Ethnicity and Archaeology in Modern Methana

Hamish Forbes has had a productive retirement. It seems like hardly a month goes by without some significant article from the tip of his pen. I finally got around to reading his article, “Archaeology and the Making of Improper Citizens in Modern Greece,” in the Journal of Mediterranean Archaeology 27.1 (2014).

Forbes argues that many Methanites, who are Arvanitika speakers, do not relate to the national archaeological narrative constructed by the Greek state which have tended to celebrate the ties between modern Greece and Classical Antiquity and the monuments of Athens. Arvanitika speakers who settled in Greece at some point between the late Medieval period (say 13th century?) and the Ottoman period have stood outside of the national narrative in Greece that has been slow to recognize the existence of “ethnic minorities” typically defined by language. In fact, Forbes makes the point that there is no official capacity to recognize ethnic minorities in Greece, and this might be partially the result of conflating issues of ethnicity with desires for alternate national identities (ethnoi), partially the result of periods of hyper-nationalist political rhetoric, and partially the desire of the Greek state to distinguish itself in the European Union.

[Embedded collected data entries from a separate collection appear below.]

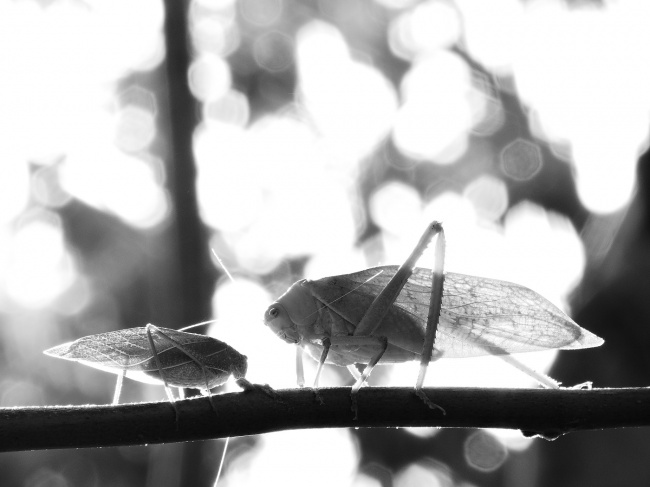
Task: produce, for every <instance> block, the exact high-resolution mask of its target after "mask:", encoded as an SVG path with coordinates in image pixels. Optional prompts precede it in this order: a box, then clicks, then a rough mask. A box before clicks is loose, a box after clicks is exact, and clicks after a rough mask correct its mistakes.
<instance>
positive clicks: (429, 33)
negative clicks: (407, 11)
mask: <svg viewBox="0 0 650 487" xmlns="http://www.w3.org/2000/svg"><path fill="white" fill-rule="evenodd" d="M388 36H389V44H390V47H391V50H392V51H393V52H394V53H395V54H396V55H398V56H400V57H403V58H405V59H413V58H414V57H417V56H419V55H422V54H423V53H427V52H431V51H435V50H437V49H441V48H447V47H450V46H451V45H453V44H455V43H456V42H457V40H458V37H459V36H460V19H459V16H458V11H457V10H456V9H455V8H454V7H453V6H452V5H451V4H449V3H447V2H444V1H440V0H429V1H427V2H424V3H421V4H419V5H417V6H416V7H415V8H414V9H413V10H411V11H409V12H405V13H403V14H402V15H400V16H399V17H397V18H396V19H394V20H393V21H392V23H391V25H390V29H389V33H388Z"/></svg>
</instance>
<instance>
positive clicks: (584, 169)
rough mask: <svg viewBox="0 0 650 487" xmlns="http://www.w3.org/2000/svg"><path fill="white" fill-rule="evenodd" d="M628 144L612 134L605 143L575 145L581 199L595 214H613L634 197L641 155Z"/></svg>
mask: <svg viewBox="0 0 650 487" xmlns="http://www.w3.org/2000/svg"><path fill="white" fill-rule="evenodd" d="M625 142H626V141H621V140H620V137H617V134H616V131H612V132H611V137H608V138H607V139H605V140H603V139H602V138H594V137H590V138H589V140H580V141H577V142H576V143H574V145H573V149H572V155H573V160H574V162H575V168H576V187H577V190H578V196H579V197H580V200H581V201H582V203H583V204H584V205H585V206H586V207H587V208H588V209H589V210H591V211H593V212H596V213H612V212H614V211H616V210H619V209H621V208H622V207H623V206H625V205H626V204H627V203H628V202H629V201H630V198H631V197H632V193H633V191H634V188H635V185H636V162H637V158H638V156H639V151H638V149H637V148H636V147H635V146H634V144H630V143H625Z"/></svg>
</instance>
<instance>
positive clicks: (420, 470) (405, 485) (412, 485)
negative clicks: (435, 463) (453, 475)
mask: <svg viewBox="0 0 650 487" xmlns="http://www.w3.org/2000/svg"><path fill="white" fill-rule="evenodd" d="M422 485H426V486H427V487H446V486H449V485H453V481H452V480H451V477H450V474H449V472H448V471H447V469H446V468H444V467H443V465H441V464H435V463H434V462H433V461H431V462H426V463H425V462H419V463H412V464H411V465H409V466H407V467H406V468H404V469H402V470H400V471H399V472H397V473H396V474H395V478H394V479H393V486H394V487H421V486H422Z"/></svg>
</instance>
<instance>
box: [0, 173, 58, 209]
mask: <svg viewBox="0 0 650 487" xmlns="http://www.w3.org/2000/svg"><path fill="white" fill-rule="evenodd" d="M4 174H5V173H4V172H3V175H4ZM30 187H31V190H32V196H33V197H34V200H36V201H37V202H39V203H40V204H42V205H44V206H49V207H51V208H60V207H62V206H63V205H65V204H66V203H67V202H68V201H70V195H69V194H68V193H67V192H66V191H64V190H63V188H61V184H60V183H59V168H58V166H56V165H51V166H44V167H40V168H38V169H37V170H35V171H34V172H33V173H32V180H31V184H30ZM0 191H1V190H0ZM5 194H6V193H5ZM8 201H13V199H12V200H9V199H8ZM5 206H9V205H4V206H2V208H3V209H6V208H5Z"/></svg>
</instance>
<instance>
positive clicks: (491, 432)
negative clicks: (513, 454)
mask: <svg viewBox="0 0 650 487" xmlns="http://www.w3.org/2000/svg"><path fill="white" fill-rule="evenodd" d="M485 431H487V432H490V433H491V434H492V435H494V436H495V437H497V438H498V439H499V441H500V442H501V443H502V444H503V445H504V446H505V447H506V448H507V449H508V450H512V451H524V450H526V449H527V448H529V447H530V446H531V445H532V444H533V441H534V439H533V438H528V437H525V436H524V435H523V434H522V433H521V431H519V430H507V429H502V428H485Z"/></svg>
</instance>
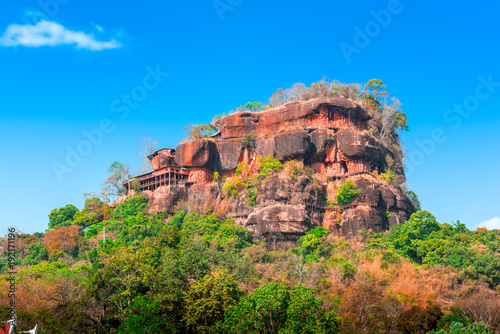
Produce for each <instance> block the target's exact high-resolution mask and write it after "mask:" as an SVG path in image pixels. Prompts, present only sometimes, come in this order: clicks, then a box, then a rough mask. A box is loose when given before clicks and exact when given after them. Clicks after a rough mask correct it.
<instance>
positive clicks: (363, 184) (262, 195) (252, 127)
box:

Forbes notes that Arvanitika speaking communities are common in Boeotia, Attica, and across the Northeastern Peloponnesus, but have generally found ways to hide their identities from outsiders and the unsympathetic gaze of the state. On the Methana peninsula, this has manifest itself in the community’s lack of interest in the ancient ruins on the peninsula, and attention to a fort dated to the Greek War of Independence. The fort was apparently constructed by the French philhellene Charles Fabvier to train Greek troops. Today, the fortification, visible on the narrow isthmus that separates Methana from the northern coast of Troezene, bears a large Greek flag painted on its flanks and this explicitly connects the site to a national identity. At the same time, the national identity manifest in this 19th century ruin, however, is nevertheless outside the main archaeological narrative promoted by the Greek state. In other words, the 19th century ruin provides an opportunity to locate the Arvanitika-speaking community within a positive narrative of the Greek state.

Forbes discusses the way in which local communities articulate their archaeological landscape and how it often differs from the interest of national or foreign archaeologists. He cites Susan Sutton’s description of the communities around the archaeological site of Nemea who associated more closely with a cave in a nearby hill that they relate to the den of the Nemean lion. Methanites likewise recognize the antiquity of a cave set high on the slopes of the volcanic peninsula, and Forbes notes that these natural features often provide points of reference in the landscape that allow local communities to establish regionally meaningful archaeological identities.

This article caught my attention for two reasons. First, on the Western Argolid Regional Project this summer we documented a fortification associated with the Greek War of Independence. Without getting into too much detail, graffiti festooned a number of parts of this rather visible fortification allowing individuals to locate their names within the archaeological landscape. This linked the nearby community of Lyrkeia very closely to a historical place. It is interesting to note that the nearby ancient ruins did not attract similar attention. The fort on Methana will also be a useful point of architectural comparison for our fortification in the Argolid although our fortress has far less august a historical pedigree. 

I was also interested in reading that Forbes did not mention the inventio story associated with the church of St. Barbara. According to Forbes’ monograph on Methana, a local resident had a dream which led the villagers to excavate and discover the bones of St. Barbara and St. Juliana who helped protect the island from the influenza epidemic in the early 20th century. I’ve blogged about it here. What’s interesting about this story is that it presents indigenous archaeology as more than simply the recognition of ruins or sites by a community, but the actual excavation of sites of particular significance. As Arvanitika speakers and Greek speakers in Greece share the Orthodox faith, it is significant that both communities have used these same methods to create locally meaningful archaeological landscapes (if not in the strictly scientific sense) that resonate with national narratives emphasizing the Orthodox (and Byzantine) roots of the Greek nation. This narrative is distinct from the national narrative that privileges Classical antiquity, and perhaps provides another alternate space for the forging of historically significant national identities.